Eric Lesser got his start as the ‘bag man’ on the Obama campaign. He’s already a state senator and has his eyes set on becoming lieutenant governor

As a 23-year-old junior staffer on Barack Obama’s 2008 presidential campaign, Eric Lesser was tasked with being the future president’s “bag man.” Lesser made sure everyone’s suitcases got from one place to the next as the campaign hopped from city to city. One April morning, he loaded up the U-Haul for a drive from Philadelphia to Harrisburg, Pa., with suitcases and other precious cargo — matzah, macaroons, bottles of Manischewitz and several Maxwell House Haggadahs. 

The campaign was on a whistle-stop tour through Pennsylvania, where Obama would lose to then-Sen. Hillary Clinton a few days later. Given the intense campaign schedule, Lesser knew he wouldn’t make it home to Longmeadow, Mass., for the Passover Seder. So he organized one on the campaign trail.

Twelve hours later, in a windowless basement multipurpose room in the Harrisburg Sheraton, Lesser and other Jewish staffers commenced the Seder. A handful of senior campaign aides, including Obama confidant Valerie Jarrett and current White House Press Secretary Jen Psaki, joined them around the table. 

”Then a Secret Service agent pops his head in and peeks under the table and looks around,” said Lesser. “And then I hear this voice, a very familiar voice going, ‘Oh, is this where the Seder is?’ And it was Obama.”

Once seated, Obama asked attendees about their families’ traditions and their favorite parts of the festive holiday meal. At the end of the Seder, when everyone said “Next year in Jerusalem,” Obama added, “Next year in the White House.”

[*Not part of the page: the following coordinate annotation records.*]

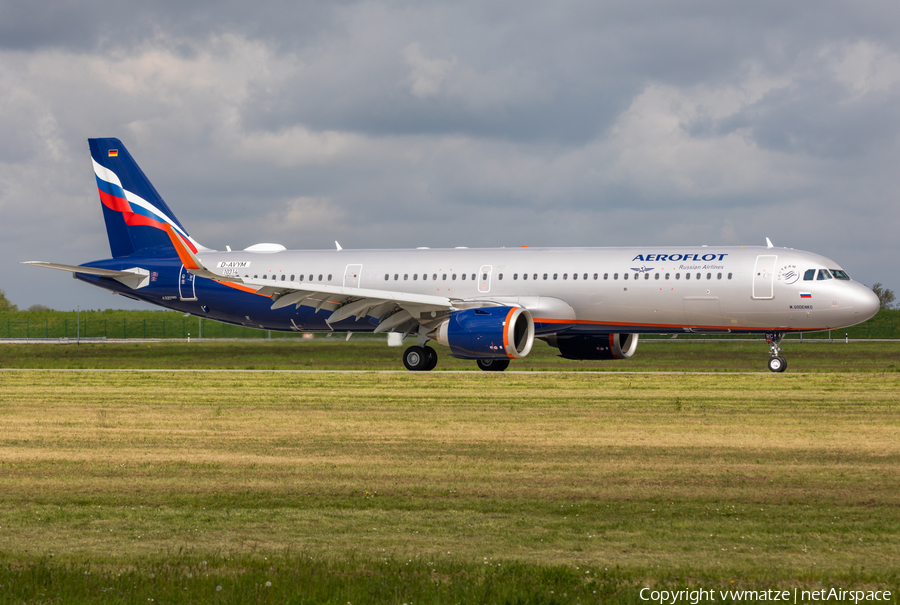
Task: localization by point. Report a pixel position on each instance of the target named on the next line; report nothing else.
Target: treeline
(171, 324)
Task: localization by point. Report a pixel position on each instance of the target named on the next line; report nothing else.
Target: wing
(399, 311)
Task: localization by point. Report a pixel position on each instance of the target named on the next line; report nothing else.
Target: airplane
(486, 304)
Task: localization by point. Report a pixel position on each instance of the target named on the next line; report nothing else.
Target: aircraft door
(484, 279)
(764, 277)
(352, 276)
(186, 290)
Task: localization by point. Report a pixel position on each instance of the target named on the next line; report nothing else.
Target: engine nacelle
(487, 333)
(599, 346)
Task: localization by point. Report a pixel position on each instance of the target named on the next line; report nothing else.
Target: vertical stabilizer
(135, 214)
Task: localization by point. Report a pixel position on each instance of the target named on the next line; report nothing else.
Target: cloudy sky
(403, 124)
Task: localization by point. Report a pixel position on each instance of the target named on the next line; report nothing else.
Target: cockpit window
(838, 274)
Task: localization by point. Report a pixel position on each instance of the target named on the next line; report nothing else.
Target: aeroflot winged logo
(671, 257)
(135, 209)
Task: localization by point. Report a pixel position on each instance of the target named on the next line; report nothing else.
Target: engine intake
(595, 346)
(487, 333)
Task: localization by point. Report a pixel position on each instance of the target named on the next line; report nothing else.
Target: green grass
(443, 488)
(370, 353)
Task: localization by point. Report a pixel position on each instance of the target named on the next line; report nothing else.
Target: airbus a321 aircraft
(485, 304)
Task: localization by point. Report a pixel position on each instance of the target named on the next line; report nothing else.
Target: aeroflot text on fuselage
(672, 257)
(581, 301)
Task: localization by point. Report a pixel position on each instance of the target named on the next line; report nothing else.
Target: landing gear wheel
(431, 363)
(493, 365)
(415, 358)
(777, 364)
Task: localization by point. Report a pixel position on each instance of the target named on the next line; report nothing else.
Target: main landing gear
(420, 359)
(493, 365)
(777, 363)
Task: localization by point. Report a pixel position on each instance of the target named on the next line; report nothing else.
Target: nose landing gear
(777, 363)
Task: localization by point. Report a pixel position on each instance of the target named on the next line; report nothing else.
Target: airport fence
(167, 325)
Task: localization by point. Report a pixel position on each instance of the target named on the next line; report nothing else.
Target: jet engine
(595, 346)
(487, 333)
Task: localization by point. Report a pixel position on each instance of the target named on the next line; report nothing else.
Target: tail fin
(135, 214)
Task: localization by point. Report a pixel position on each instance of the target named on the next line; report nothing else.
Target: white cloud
(426, 75)
(864, 67)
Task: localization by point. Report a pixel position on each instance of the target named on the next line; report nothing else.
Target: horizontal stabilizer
(134, 278)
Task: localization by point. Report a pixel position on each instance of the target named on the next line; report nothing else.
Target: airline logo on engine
(673, 257)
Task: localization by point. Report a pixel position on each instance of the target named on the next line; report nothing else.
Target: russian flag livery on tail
(135, 213)
(488, 305)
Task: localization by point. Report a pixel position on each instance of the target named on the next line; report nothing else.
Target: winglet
(184, 253)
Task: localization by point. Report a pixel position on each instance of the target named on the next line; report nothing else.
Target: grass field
(418, 488)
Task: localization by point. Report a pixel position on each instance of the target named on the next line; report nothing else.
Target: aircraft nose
(866, 303)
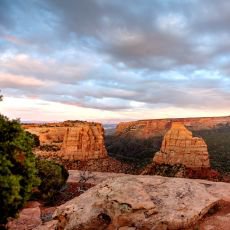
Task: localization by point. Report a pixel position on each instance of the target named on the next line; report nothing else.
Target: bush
(17, 168)
(35, 139)
(53, 177)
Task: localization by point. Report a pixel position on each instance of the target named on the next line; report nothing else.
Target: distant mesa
(70, 140)
(144, 129)
(180, 147)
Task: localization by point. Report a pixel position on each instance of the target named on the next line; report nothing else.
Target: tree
(53, 177)
(17, 168)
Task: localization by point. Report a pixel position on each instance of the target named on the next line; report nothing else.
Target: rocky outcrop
(70, 140)
(83, 143)
(180, 147)
(158, 127)
(136, 202)
(28, 218)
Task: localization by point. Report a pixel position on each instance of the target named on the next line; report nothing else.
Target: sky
(114, 60)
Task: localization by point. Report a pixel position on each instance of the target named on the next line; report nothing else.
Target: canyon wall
(158, 127)
(180, 147)
(70, 140)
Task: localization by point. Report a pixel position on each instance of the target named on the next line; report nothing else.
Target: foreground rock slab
(136, 202)
(29, 218)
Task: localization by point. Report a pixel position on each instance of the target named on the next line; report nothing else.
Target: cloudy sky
(114, 60)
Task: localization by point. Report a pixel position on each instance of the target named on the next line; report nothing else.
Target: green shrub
(17, 168)
(35, 138)
(53, 177)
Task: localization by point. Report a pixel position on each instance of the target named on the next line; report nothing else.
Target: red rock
(180, 147)
(70, 140)
(29, 218)
(158, 127)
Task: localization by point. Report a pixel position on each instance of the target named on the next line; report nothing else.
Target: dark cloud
(117, 55)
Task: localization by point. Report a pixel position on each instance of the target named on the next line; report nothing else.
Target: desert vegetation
(22, 175)
(218, 142)
(18, 174)
(141, 151)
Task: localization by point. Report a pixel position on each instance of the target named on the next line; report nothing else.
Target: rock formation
(70, 140)
(180, 147)
(158, 127)
(83, 143)
(136, 202)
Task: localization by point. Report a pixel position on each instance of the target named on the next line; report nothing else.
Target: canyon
(180, 147)
(144, 129)
(69, 140)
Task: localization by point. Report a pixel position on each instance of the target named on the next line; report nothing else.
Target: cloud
(117, 55)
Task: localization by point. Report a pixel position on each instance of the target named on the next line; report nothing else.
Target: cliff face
(180, 147)
(83, 143)
(158, 127)
(70, 140)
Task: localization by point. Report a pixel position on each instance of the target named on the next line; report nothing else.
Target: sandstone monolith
(180, 147)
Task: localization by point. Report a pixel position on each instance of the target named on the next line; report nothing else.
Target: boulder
(180, 147)
(29, 218)
(136, 202)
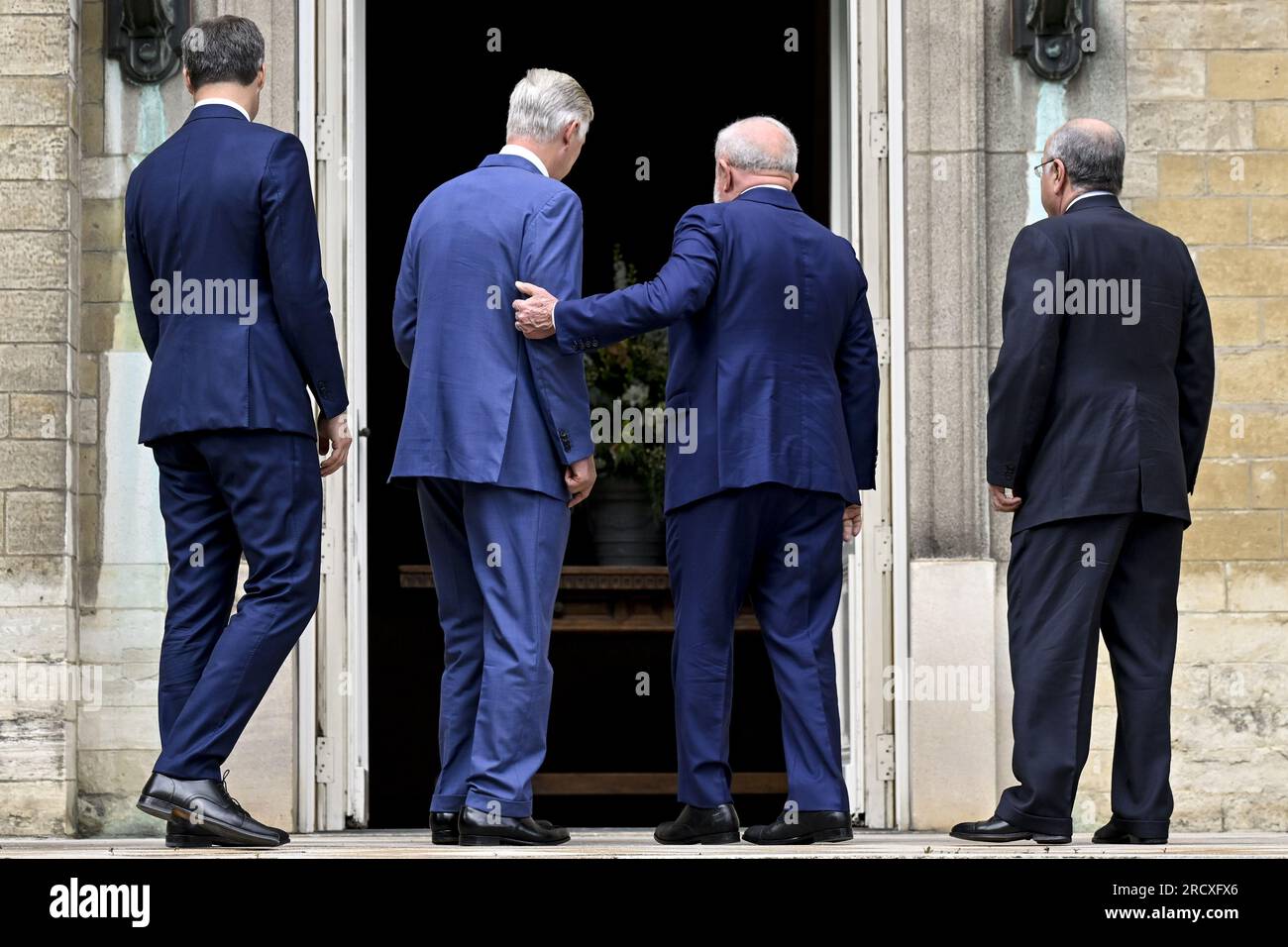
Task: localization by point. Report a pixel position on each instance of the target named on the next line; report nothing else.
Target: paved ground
(638, 843)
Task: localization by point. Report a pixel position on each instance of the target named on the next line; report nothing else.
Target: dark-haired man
(227, 282)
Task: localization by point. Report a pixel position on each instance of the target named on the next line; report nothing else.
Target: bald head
(1093, 153)
(754, 151)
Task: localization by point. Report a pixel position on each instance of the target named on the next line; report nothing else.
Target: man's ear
(724, 174)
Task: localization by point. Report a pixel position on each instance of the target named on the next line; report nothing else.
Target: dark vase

And so it happened: For the eight years of Obama’s presidency, the original group of campaign staffers continued to meet in the West Wing for a Seder. But by 2016, the group had grown and changed. Younger staffers like Lesser now brought spouses and children. Lesser had finished a stint working in the White House, graduated from Harvard Law School and was serving as a Massachusetts state senator; like a good politician, he showed up to the 2016 Seder with something local — shmurah matzah made in Massachusetts. 

”I think that there’s a collective feeling in Massachusetts that it’s a great place to live. People are very proud of Massachusetts and our reputation as being leaders on so many issues,” Lesser, 36, told Jewish Insider. “But it’s really hard to live here. And that’s going to be the heart of my campaign.”

Now, as a candidate for lieutenant governor in Massachusetts, Lesser has more on his plate than handling bags and planning a Seder. 

”I think that there’s a collective feeling in Massachusetts that it’s a great place to live. People are very proud of Massachusetts and our reputation as being leaders on so many issues,” Lesser, 36, told Jewish Insider in a recent interview at a café in downtown Boston. “But it’s really hard to live here. And that’s going to be the heart of my campaign.”

The argument at the heart of the Western Massachusetts native’s campaign is that Boston isn’t the only part of the state that deserves a chance to prosper. “The overall message that I’m going to focus on is that different regions of the state can work together and complement each other,” he explained. 

The Democratic frontrunner for governor is Attorney General Maura Healey, who officially entered the race last week after months of speculation. She has worked in the Boston area her whole career, and Lesser thinks a lieutenant governor from further west than Worcester will even out the ticket. 

“I think that providing a little bit of a sense of regional equity and balance to a ticket is really important,” said Lesser. “The area of the state I represent, the greater Springfield area, is a big area, but it’s often invisible to decision makers on Beacon Hill.”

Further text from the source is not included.